Я отлично знал, что это прорвется, но все-таки надеялся, что мы оба дотянем до лифта. Но вот уже несколько недель, как я с каждым днем отчуждался все больше, а в паре нет ничего более бесчеловечного — или человечного, ибо, к несчастью, это часто одно и то же, — чем требовать от другого терпения и терпимости, которых больше не имеешь к самому себе. Я уже протягивал руку за ключом, когда уловил на лице консьержа то внезапное отсутствие выражения, которое всегда является признаком глубокого гостиничного волнения.
Лора плакала. Нас окружали толстые сигары, алмазы на пальцах и все душевное спокойствие швейцарских сейфов, и на нас смотрели с неодобрением, словно давая почувствовать дирекции, что за этим палас-отелем дурно следят и что твои слезы, Лора, должны были бы воспользоваться служебной лестницей.
— Что я тебе сделала, Жак? Зачем ты так?
— Родная моя, родная…
Ты рыдала в моих объятиях, и на нас старались не смотреть: правила хорошего тона…
— Идем, Лора, не плачь здесь, пусть это достанется мне одному…
— Да поговори же со мной, Жак! Поговори со мной по-настоящему! Ты со мной уже не тот!
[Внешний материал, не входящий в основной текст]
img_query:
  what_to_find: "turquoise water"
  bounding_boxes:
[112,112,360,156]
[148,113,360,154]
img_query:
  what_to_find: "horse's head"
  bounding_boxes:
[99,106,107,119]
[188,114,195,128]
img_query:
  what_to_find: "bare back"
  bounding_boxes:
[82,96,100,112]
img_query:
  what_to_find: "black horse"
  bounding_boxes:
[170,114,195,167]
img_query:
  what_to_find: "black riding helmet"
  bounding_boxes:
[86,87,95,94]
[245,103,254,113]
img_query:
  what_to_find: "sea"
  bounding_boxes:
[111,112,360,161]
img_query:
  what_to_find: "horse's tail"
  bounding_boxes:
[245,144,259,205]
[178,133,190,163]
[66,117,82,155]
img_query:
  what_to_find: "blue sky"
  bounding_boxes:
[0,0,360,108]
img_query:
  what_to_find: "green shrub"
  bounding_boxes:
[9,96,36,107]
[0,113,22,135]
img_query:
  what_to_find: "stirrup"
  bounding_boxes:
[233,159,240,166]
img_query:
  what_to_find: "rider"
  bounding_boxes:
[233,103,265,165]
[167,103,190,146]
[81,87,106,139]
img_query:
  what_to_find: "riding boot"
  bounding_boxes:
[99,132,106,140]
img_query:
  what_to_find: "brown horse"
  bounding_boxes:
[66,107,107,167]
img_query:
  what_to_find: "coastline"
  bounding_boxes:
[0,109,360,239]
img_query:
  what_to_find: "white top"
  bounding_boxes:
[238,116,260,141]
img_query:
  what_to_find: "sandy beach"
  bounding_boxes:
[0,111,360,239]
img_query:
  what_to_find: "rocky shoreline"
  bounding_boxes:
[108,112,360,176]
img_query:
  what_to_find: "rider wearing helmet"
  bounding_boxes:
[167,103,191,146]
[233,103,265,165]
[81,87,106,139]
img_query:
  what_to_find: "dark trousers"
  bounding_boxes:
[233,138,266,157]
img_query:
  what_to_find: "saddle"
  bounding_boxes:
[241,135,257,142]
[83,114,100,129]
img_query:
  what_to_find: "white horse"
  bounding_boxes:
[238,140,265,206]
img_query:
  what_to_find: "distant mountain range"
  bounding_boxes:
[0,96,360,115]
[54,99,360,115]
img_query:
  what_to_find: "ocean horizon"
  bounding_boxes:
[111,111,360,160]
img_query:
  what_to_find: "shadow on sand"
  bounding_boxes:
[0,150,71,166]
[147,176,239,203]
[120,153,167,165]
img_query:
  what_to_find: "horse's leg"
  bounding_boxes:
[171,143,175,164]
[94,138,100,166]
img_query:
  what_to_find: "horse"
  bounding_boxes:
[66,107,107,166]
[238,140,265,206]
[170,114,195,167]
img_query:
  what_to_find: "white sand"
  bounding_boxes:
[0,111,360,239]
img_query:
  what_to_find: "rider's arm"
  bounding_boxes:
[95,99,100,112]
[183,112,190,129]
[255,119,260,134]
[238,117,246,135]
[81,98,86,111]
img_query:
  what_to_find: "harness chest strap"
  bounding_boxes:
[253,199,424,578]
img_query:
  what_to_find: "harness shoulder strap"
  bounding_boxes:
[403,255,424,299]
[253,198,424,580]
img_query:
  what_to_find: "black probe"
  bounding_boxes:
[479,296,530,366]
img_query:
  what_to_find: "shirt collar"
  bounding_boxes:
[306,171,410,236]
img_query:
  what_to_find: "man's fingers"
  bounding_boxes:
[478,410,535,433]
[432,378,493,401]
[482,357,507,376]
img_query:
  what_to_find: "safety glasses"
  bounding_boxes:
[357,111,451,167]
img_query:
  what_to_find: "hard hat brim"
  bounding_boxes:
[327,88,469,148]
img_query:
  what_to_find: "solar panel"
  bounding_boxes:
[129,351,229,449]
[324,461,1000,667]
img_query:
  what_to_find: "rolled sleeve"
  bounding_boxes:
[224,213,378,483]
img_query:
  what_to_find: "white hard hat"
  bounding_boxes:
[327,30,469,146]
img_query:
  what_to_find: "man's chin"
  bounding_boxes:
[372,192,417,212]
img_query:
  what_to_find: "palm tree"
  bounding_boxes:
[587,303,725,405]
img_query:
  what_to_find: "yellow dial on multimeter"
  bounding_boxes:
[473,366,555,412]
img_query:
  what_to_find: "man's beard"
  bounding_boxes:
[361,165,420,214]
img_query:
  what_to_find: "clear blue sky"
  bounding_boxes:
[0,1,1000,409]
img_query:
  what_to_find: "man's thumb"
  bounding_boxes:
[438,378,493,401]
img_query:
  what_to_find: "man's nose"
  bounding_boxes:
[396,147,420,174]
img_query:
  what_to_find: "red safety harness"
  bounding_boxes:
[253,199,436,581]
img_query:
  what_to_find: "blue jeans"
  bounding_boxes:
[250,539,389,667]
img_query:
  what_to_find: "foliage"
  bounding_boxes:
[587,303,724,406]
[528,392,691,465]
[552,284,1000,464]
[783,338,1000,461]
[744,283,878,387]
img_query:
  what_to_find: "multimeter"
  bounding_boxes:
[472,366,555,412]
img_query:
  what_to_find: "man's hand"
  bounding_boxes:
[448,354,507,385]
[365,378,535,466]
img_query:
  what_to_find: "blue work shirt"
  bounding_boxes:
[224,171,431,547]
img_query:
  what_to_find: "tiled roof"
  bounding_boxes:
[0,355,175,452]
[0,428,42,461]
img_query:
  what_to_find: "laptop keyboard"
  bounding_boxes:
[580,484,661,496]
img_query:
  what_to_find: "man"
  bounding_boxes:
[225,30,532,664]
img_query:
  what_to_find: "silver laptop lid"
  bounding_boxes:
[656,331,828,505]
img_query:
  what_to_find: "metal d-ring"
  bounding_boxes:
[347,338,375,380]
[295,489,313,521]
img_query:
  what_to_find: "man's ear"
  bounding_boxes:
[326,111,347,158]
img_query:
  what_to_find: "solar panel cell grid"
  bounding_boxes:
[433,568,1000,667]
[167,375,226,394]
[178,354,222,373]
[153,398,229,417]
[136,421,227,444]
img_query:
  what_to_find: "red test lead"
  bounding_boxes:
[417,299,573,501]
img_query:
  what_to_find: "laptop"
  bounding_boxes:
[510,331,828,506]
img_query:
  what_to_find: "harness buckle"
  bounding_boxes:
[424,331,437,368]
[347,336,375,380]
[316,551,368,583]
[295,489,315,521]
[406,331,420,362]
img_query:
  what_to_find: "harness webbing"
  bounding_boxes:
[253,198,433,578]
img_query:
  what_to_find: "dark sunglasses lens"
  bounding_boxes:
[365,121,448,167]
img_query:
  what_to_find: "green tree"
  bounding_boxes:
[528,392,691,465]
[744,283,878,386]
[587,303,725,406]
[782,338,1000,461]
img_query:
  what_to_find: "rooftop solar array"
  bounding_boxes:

Можно подумать, что я тебя пугаю, что ты злишься на меня…
— Конечно, злюсь; если бы я тебя не любил, я был бы так счастлив с тобой!
— Я хочу, чтобы ты мне сказал…
— … но я тебя люблю, люблю, а значит… не хочу ставить на себе крест!
— Ты не умрешь!
— Я не сказал умереть, я сказал — ставить крест… Есть мужчины, которые умирают, а потом продолжают жить любыми средствами…
— Да, месье, будет сделано, месье, — сказал консьерж, которого я знал тридцать лет, но сейчас он обращался к кому-то другому.
— Ты злишься на меня, потому что я слишком молода, и тебя это раздражает, да?
— Лора, уйдем, тут японцы, они сейчас вытащат свои фотоаппараты, они всегда это делают при землетрясении… Жан, я сожалею…
— Я тоже, господин Ренье. Но что вы хотите, тут ничего не поделаешь. Шекспир сказал: «Надо смириться».
Лора вытерла нос.
— Неужели Шекспир так сказал?
— Не знаю, мадемуазель, но у нас один из лучших отелей Европы, так что это обязывает!
Она немного укрылась в моих объятиях. Я уже не чувствовал на своей груди биения пойманной птицы. Я не осмеливался отодвинуться, чтобы не показалось, будто я отдаляюсь от нее. Ее взгляд искал мой, и перед таким смятением любой юмор становится ни на что не годным, и — никакой помощи.
— Ты не ответил мне, Жак. Что случилось?
— Я тону.
— Из-за меня?
— Да нет, что ты, не говори глупости… Рушится все, что я построил в своей жизни… не знаю даже, смогу ли я в следующем месяце расплатиться по счетам…
— Но я думала, ты собираешься все продать и…
— Ну, это не так просто… И потом, чего там, я ведь такой же, как и все, надеюсь, что все наладится… Немного упорства, немного воображения… В конце концов, именно это нам не устает повторять правительство…
Давай, думал я. Жульничай. Лги до конца. Впрочем, для вранья правда годится лучше всего.
— Этот чертов кризис случился в самый неподходящий момент, когда и так уже дыхания не хватало… Валится со всех сторон… Я знаю, что я не единственный, знаю… Это изменение в равновесии мира. Но от этого не легче. Тяжело отказаться, признать свою зависимость, распрощаться со всей своей историей, со всем, чем ты был… Это как если бы мне пришлось оставить тебя, потому что я тебя недостоин…
— Замолчи! Замолчи!
— Не надо кричать, мы тут не среди бедняков… Жан, ключ, пожалуйста.
— Я вам его уже дал, господин Ренье.
— Мы с Жаном знаем друг друга тридцать лет. Как раз с освобождения Парижа.
— Мы тогда знали друг друга гораздо лучше, мадемуазель, потому что были молоды. С годами доля неизвестного и непонятного в каждом значительно увеличивается…
— Гёте?
— Гёте, месье. Три звездочки.
— Я только пытаюсь объяснить мадемуазель де Суза, что кризис взял меня за горло, но я отказываюсь признать себя побежденным. И не называй меня месье.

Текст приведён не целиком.